New reports reveal that Australians are becoming more concerned about their privacy, and are abandoning companies they believe abuse their personal information. The following are some enlightening statistics that all business owners and executives in Australia, and other countries should know.
According to surveys done by the Office of the Australian Information Commissioner, and The Community Attitudes to Privacy:
- Approximately 97% of respondents believe their personal information is misused after it’s collected.
- Nearly half of the respondents agreed online services and social media were the biggest threats to privacy.
- More than 60% (an increase of 40% since 2007) said they had stopped engaging with companies over privacy concerns.

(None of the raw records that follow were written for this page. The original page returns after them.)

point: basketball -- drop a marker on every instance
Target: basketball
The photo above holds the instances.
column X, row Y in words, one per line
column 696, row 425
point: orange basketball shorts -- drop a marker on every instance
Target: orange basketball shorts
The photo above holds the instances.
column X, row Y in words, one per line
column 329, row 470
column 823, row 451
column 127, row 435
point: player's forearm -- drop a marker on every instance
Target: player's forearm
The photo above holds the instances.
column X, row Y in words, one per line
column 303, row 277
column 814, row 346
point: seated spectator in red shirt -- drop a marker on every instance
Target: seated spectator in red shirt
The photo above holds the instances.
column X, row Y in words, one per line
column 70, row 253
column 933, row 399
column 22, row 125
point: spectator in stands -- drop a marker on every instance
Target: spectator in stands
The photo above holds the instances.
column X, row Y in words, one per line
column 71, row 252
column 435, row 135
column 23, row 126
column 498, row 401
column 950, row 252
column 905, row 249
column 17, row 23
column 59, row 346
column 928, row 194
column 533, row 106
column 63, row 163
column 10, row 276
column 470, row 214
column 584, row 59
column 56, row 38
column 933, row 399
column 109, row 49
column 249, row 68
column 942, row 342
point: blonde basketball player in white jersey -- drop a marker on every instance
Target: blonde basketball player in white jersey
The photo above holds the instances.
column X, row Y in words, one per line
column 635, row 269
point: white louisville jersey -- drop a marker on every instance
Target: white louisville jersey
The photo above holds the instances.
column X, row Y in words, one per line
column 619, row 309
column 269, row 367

- Data being sent offshore was a growing concern as well; eight in ten people over 65 years old were extremely concerned about their information being sent overseas.
- Younger respondents, aged 18-24, were also slightly concerned.
- Less than 10% of individuals believe social media websites are trustworthy when it comes to the protection of users’ privacy.
- Other common risks that worry people involve ID fraud and theft, data security, and the potential risks to their financial data in general.
- A majority believes that most, if not all websites and smartphone apps, collect user information. However, half of the respondents admitted to ignoring online privacy policies, while a third of people habitually use false names or details to protect them.
Timothy Pilgrim, a privacy commissioner, said these reports suggest that people are becoming more mindful of their data and how it’s being used. It’s actually a good sign that people are becoming more aware, and taking action against the companies they’re not comfortable with.
Australians use the Internet to a great extent, and it’s important to ensure security and privacy for their personal data. With such a significant amount of people claiming to avoid using certain business and services due to privacy concerns, business owners and executives must take heed and consider improving their security practices. This means privacy and security policies should be built into systems and business processes, and this information relayed to customers to provide them peace of mind.